I learned something else this year: like any explosive substance, anger is a powerful tool when properly channeled, but destructive as hell when it isn't. Getting hurt pissed me off, and after I got through the first wave of anger at my own clumsiness, at the person who ran into me for not watching the hill more carefully, and at God for letting it happen, I put that anger to work. I attacked my injury from the day of my surgery onward, pushing my body to get back to its full capability again and taking the pain as my wages for hard work. I was careful -- because re-injuring my knee would have really pissed me off -- but I was persistent, and that persistence paid off. I still growl at my knee now and then, especially when it starts to twinge after a hard workout or halfway down a mogul run, and I still use that anger to make things better. I did the same thing after the election, and invited others to learn from my experiences and channel their anger toward productive actions.
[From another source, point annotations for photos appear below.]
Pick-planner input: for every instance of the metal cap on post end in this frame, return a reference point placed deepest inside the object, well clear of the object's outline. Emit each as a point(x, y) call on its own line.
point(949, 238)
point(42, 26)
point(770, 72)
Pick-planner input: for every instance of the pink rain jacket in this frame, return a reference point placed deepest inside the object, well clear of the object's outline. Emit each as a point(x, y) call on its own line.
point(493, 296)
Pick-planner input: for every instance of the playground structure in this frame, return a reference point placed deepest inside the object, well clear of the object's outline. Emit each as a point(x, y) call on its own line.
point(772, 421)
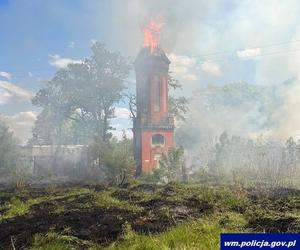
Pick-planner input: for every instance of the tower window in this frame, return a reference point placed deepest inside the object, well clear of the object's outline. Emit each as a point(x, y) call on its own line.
point(156, 94)
point(158, 140)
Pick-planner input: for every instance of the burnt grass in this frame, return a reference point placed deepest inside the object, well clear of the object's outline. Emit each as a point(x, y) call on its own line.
point(61, 209)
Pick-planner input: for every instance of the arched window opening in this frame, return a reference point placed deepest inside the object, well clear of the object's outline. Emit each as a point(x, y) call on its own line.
point(158, 140)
I'm pretty sure we aren't done being angered by things, so we should have plenty of energy to use in the year to come.
Many of us hit bottom in 2016, one way or another, and even if it wasn't the worst year the world has seen, it still hurt. But 2017 is a new start, and we've nowhere to go but up. So here's what I'm going to do this year, and I hope that you'll join me:
I'm going to appreciate the things that I have, including my family, my job, and the works of film, music, and writing from the artists that inspire me, whether living or dead. I'm going to make time in my week to be thankful for the good things before I start dwelling on the bad.
I'm going to build on the things that worked in 2016, and keep going out of my way to bless friends and strangers alike with the gifts God has given me.
I'm going to channel my frustration and anger into positive action, whether that's by writing, teaching, or buying coffee for a bunch of strangers. When someone's specific actions frustrate me or the news makes me want to kick a puppy, I'm going to ask myself, "What can I learn from this, and what can I do to counteract that negativity with something positive?" Then I'll go and do it.
And above all, I'm going to make sure that 2017 is better than 2016 for myself, my family, and those around me. Because when you've hit bottom, there's nowhere to go but up.